In the U.S., authorization and reauthorization bills give de facto marching orders to federal agencies. While they have notional budgets, spending still must be approved every year. The real meat of any reauthorization bill is the set of specific requirements given to an agency, ranging from internal reviews to entirely new rules with deadlines.
The current FAA bill expires Sept. 30—the end of the current fiscal year. It covered five years, which helped create stability at the FAA—although on the safety side, the two fatal Boeing 737 MAX accidents in 2018 and 2019 quickly disrupted that stability, leading Congress to issue a series of mandatory changes in a 2020 spending bill. Both the House and Senate are aiming for another five-year bill.
Proposals unveiled in June included myriad items that would, if made into law, affect the aviation maintenance world.
Both bills would mandate annual, unannounced inspections of FAA-certified repair stations outside the U.S., new requirements for some of their employees and new reporting requirements by airlines that use them.
Similar proposals have been floated several times on the House side with strong backing by labor unions that generally oppose outsourcing maintenance work. This year is the first that a similar push has gained traction in the Senate. Industry groups, led by the Aeronautical Repair Station Association (ARSA), oppose such moves, citing added burdens to affected shops without evidence of any potential safety benefits.
“Given the maintenance industry’s safety record and the scrutiny foreign repair stations already receive from the FAA, airline customers and third-party auditors, ARSA continues to believe that the foreign repair station language is a solution in search of a problem,” the association said.
Other notable items in the draft bills include a House call to task the FAA Aviation Rulemaking Advisory Committee (ARAC) with reviewing instructions for continued airworthiness (ICA) regulations and guidance. Among the specific tasks would be evaluating ICA availability “as needed, for maintenance activities.”

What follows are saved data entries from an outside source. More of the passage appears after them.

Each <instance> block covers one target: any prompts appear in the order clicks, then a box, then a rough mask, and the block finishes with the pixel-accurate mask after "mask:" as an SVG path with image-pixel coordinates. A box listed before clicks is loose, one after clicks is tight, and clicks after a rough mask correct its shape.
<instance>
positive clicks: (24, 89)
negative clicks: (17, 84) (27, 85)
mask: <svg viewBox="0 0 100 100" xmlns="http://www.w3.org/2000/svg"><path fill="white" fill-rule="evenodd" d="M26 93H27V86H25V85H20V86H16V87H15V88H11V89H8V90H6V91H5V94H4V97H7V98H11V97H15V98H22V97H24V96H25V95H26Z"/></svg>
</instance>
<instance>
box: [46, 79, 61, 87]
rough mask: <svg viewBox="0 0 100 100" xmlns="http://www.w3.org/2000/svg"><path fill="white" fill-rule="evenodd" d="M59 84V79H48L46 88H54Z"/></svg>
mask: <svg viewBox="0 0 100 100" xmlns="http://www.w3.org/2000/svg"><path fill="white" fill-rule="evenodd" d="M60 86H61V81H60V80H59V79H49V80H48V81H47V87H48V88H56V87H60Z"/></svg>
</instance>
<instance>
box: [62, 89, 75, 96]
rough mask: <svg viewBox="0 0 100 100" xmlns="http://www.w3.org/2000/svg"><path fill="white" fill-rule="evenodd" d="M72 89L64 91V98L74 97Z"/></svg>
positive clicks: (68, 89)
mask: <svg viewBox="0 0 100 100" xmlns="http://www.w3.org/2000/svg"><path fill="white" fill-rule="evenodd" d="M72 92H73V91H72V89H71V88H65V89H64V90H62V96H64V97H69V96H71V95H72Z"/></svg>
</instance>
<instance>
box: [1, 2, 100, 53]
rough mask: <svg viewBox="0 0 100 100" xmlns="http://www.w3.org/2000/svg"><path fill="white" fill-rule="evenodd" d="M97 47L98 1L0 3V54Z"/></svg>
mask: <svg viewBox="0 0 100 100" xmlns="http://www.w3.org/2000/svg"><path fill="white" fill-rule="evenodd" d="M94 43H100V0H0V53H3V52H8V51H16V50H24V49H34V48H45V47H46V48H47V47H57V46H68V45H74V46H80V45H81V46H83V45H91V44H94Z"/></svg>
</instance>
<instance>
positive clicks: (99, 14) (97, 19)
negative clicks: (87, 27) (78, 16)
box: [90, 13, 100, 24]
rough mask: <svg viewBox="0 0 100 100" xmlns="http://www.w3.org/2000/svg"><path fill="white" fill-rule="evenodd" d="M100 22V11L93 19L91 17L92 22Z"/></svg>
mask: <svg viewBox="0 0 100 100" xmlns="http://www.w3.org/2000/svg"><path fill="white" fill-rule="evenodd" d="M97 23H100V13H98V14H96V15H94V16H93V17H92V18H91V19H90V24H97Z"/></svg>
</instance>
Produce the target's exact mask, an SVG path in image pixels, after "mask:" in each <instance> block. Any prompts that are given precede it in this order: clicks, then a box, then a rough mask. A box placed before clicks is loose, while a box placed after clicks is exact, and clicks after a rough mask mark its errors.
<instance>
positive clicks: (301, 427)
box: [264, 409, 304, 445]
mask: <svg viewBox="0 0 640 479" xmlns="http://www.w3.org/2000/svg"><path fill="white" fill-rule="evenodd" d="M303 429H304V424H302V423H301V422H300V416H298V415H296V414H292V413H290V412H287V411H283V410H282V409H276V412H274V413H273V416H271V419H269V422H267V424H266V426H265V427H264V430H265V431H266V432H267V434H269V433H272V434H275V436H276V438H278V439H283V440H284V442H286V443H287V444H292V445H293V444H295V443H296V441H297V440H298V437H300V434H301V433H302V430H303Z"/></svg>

ICA availability has long been an issue between manufacturers asserting that their proprietary information should be protected—or at least available only at a premium—and independent repair stations arguing that the regulations stipulate reasonable access to manuals and data for the work they perform. An ARAC-led working group would likely have representation from both sides.
The House bill would also require the FAA to clarify via new or updated guidance when a major alteration requires a supplemental type certificate. It also calls on the Transportation Department’s inspector general to audit FAA flight standards and certification’s “interpretation . . . and application of policies, orders, guidance and regulations.” This targets not just how the FAA applies its requirements, but also how consistently it is done by different FAA offices around the country—another longstanding issue with many certificate holders that deal with multiple FAA regional offices.
While Congress is pushing to have a new bill in place by Oct. 1, the more likely outcome is one or several extensions of the current bill while lawmakers hash out details of the new one amid other, non-aviation priorities.
Speaking of handling priorities, the FAA finalized its flight deck secondary barrier final rule (Inside MRO November 2022, p. MRO 6), leaning heavily on congressional language mandating the requirement and rejecting calls to change its scope.
Published June 26 and effective Aug. 26, the rule calls for all new passenger aircraft entering Part 121 service to have installed physical secondary barriers (IPSB) starting Aug. 25, 2025.
The rule affects only newly delivered aircraft. The FAA rejected union-led calls to broaden the rule to require retrofits of the existing fleet, as well as requests from Airlines for America and United Airlines to limit it to newly certified aircraft only.
“The legislation was explicit in that it mandates the FAA to require installation of IPSB on each new aircraft,” the FAA said, referring to Section 336 of the 2018 FAA reauthorization act, which mandated the added safety devices.
Aircraft manufacturers led a call for a 36-month compliance period, citing engineering challenges and supply chain issues as potential hurdles to meeting a 24-month deadline. The FAA kept its proposed 24-month window, however, noting that reinforced flight deck doors mandated after the Sept. 11, 2001 terrorist attacks were readied within two years at a time when industry had less understanding of the issue. The agency also pointed out that carriers such as Delta Air Lines and United have already installed IPSBs on parts of their fleets.
In addition, the agency determined that requiring foreign carriers operating to the U.S. to comply was both beyond the legislation’s scope and a potential issue with its international counterparts. “At this time, neither other civil aviation authorities nor [the International Civil Aviation Organization] have identified secondary barriers as a security priority,” the FAA said in the rule’s preamble. “Therefore, extending the IPSB requirement to foreign air carriers would be without the agreement of other civil aviation authorities.”